Add color. Adults, children, and older adults alike should try to “eat a rainbow.” The AHA recommends adding a fruit or vegetable when a meal is too beige.
Move more. Any exercise is better than none, but the AHA recommends 150 minutes, or two and a half hours, of exercise per week.
Be well. General well-being is critical to preventing heart disease. Older adults need to manage their weight, get enough sleep, and kick stress to the curb through exercise, yoga, or mediation. Also, older adults shouldn’t overlook emotional and mental health and should get help if needed to manage stress, anxiety, depression, or grief.

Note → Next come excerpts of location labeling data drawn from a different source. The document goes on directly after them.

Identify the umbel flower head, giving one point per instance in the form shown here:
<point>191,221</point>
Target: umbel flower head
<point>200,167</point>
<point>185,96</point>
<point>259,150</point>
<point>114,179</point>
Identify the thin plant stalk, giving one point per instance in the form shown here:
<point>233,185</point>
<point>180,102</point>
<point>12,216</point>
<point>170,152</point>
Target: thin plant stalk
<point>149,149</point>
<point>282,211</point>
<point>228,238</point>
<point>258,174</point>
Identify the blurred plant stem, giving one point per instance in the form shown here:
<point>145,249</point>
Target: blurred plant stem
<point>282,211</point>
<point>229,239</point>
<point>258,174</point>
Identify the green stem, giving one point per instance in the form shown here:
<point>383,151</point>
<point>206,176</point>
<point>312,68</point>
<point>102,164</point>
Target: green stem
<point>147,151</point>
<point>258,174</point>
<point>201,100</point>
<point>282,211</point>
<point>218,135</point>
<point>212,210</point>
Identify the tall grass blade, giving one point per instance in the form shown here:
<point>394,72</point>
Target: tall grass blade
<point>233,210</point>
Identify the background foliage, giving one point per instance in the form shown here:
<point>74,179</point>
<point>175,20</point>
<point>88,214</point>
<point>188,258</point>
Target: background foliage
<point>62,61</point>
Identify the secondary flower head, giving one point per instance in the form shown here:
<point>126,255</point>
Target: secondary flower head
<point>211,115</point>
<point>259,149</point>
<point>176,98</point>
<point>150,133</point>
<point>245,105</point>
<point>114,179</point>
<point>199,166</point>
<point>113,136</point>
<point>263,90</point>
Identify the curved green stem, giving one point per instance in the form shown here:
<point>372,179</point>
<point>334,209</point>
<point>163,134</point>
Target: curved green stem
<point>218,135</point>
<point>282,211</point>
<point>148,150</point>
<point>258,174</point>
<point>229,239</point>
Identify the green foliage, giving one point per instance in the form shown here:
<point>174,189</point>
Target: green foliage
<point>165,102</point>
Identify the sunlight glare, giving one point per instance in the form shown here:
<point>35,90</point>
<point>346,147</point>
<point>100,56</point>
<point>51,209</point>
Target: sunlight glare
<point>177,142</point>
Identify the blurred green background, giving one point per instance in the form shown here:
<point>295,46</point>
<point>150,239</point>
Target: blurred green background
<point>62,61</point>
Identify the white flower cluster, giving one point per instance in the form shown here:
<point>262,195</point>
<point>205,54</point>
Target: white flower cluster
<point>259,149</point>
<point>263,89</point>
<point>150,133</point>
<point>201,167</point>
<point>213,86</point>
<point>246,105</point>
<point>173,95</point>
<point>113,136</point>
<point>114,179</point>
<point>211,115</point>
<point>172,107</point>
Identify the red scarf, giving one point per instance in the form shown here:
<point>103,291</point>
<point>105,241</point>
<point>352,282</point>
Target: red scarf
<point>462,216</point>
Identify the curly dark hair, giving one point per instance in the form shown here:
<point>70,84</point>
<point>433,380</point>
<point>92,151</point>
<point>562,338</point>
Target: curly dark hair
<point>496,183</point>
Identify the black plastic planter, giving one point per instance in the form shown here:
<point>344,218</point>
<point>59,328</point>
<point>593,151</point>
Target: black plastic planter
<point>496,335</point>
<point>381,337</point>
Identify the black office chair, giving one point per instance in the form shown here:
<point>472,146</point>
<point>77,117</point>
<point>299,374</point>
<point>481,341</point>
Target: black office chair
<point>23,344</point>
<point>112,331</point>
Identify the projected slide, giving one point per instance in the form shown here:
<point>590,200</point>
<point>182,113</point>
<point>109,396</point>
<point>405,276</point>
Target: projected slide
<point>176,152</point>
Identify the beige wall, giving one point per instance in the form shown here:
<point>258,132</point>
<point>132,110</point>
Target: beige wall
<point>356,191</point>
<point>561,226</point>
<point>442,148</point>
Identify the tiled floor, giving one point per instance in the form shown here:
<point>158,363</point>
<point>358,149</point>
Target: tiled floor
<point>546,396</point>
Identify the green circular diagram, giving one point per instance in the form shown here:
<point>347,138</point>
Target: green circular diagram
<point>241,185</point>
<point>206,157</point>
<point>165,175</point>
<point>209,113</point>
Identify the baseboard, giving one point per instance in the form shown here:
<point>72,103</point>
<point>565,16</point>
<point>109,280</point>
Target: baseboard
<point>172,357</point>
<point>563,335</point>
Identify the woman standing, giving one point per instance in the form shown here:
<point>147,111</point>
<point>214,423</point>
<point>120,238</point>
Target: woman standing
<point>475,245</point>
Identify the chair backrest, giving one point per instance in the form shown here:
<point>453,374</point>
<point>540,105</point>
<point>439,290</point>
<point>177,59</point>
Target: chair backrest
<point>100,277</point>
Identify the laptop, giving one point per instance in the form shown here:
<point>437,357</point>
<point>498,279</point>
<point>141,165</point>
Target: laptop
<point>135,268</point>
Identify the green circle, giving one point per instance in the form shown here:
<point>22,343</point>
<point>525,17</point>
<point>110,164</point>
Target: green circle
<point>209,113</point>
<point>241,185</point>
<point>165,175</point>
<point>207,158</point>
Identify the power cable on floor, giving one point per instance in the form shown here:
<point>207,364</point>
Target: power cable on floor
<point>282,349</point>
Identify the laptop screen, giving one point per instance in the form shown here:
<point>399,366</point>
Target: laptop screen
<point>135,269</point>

If older adults need help implementing some of these lifestyle changes and are not sure where to start, they can call AgeWell Cincinnati. In addition, AgeWell Cincinnati’s partner organization, the Mayerson JCC, can offer tips and opportunities to maintain a healthy and active life.
“For older adults looking to increase their activity level in 2018, the Mayerson JCC has a number of opportunities,” said Susan Bradley Meyer, JCC Director of Senior Adult Services. “Whether your fitness regimen includes cardio exercise, strength training, or low-impact movements, our full-service fitness center can help those 60 and better meet their goals and live a healthy life.”
Fitness staff at the JCC can help those unfamiliar with the equipment learn how to properly and safely use it. In addition, older adults can participate in a wide variety of wellness and group exercise classes that target all fitness levels.
“One of the newest classes that we are excited to offer is Ancient Chinese Health and Longevity Practices: The Key to Living Well,” Bradley Meyer said. “Qi Gong is an ancient Chinese healing art with thousands of years of history. The benefits include stress reduction, improved heart health, increased balance, lower cholesterol and blood pressure, and increased energy levels and mental clarity.”
American Heart Month is a perfect opportunity for older adults to examine their health and well-being and to get important medical screening tests done. Whether it is changing eating habits, getting more active, or reducing stress, small steps can make a significant impact on a person’s risk for heart disease.